Implementation:CrewAIInc CrewAI Tavily Extractor Tool
| Knowledge Sources | |
|---|---|
| Domains | Tools, Web_Extraction |
| Last Updated | 2026-02-11 00:00 GMT |
Overview
TavilyExtractorTool extracts structured content from one or more web pages using the Tavily API.
Description
The TavilyExtractorTool extends BaseTool and wraps both synchronous (TavilyClient) and asynchronous (AsyncTavilyClient) Tavily clients. On initialization, it creates the clients using the provided API key or the TAVILY_API_KEY environment variable, with optional proxy configuration. If the tavily-python package is missing, it interactively prompts the user for installation via click.confirm. The _run and _arun methods accept a URL or list of URLs, call the Tavily extract API with configurable extract_depth ("basic" or "advanced"), include_images flag, and timeout, and return the results as a formatted JSON string.
Usage
Use this tool when a CrewAI agent needs to extract and structure content from specific web pages, supporting both single URL and batch extraction for web content analysis workflows.
Code Reference
Source Location
- Repository: CrewAI
- File: lib/crewai-tools/src/crewai_tools/tools/tavily_extractor_tool/tavily_extractor_tool.py
- Lines: 1-176
Signature
class TavilyExtractorToolSchema(BaseModel):
urls: list[str] | str = Field(..., description="The URL(s) to extract data from. ...")
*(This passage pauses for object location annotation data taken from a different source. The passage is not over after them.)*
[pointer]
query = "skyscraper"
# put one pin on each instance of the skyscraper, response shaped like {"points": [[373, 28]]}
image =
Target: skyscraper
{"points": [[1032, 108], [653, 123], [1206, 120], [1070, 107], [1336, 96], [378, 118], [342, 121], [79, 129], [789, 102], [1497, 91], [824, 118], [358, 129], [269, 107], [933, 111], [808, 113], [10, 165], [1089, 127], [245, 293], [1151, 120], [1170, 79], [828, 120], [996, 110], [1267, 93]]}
class TavilyExtractorTool(BaseTool):
name: str = "TavilyExtractorTool"
description: str = "Extracts content from one or more web pages using the Tavily API. ..."
args_schema: type[BaseModel] = TavilyExtractorToolSchema
api_key: str | None = Field(default_factory=lambda: os.getenv("TAVILY_API_KEY"))
proxies: dict[str, str] | None = None
include_images: bool = False
extract_depth: Literal["basic", "advanced"] = "basic"
timeout: int = 60
env_vars: list[EnvVar] # TAVILY_API_KEY
def _run(self, urls: list[str] | str) -> str:
...
async def _arun(self, urls: list[str] | str) -> str:
...
Import
from crewai_tools import TavilyExtractorTool
I/O Contract
Inputs
| Name | Type | Required | Description |
|---|---|---|---|
| urls | list[str] or str | Yes | The URL or list of URLs to extract data from |
Outputs
| Name | Type | Description |
|---|---|---|
| _run() returns | str | JSON string containing the extracted structured data from the provided URLs |
Usage Examples
Basic Usage
from crewai_tools import TavilyExtractorTool
tool = TavilyExtractorTool(extract_depth="basic")
result = tool._run(urls="https://example.com")
Multiple URLs
from crewai_tools import TavilyExtractorTool
tool = TavilyExtractorTool(extract_depth="advanced", include_images=True)
result = tool._run(urls=["https://example.com/page1", "https://example.com/page2"])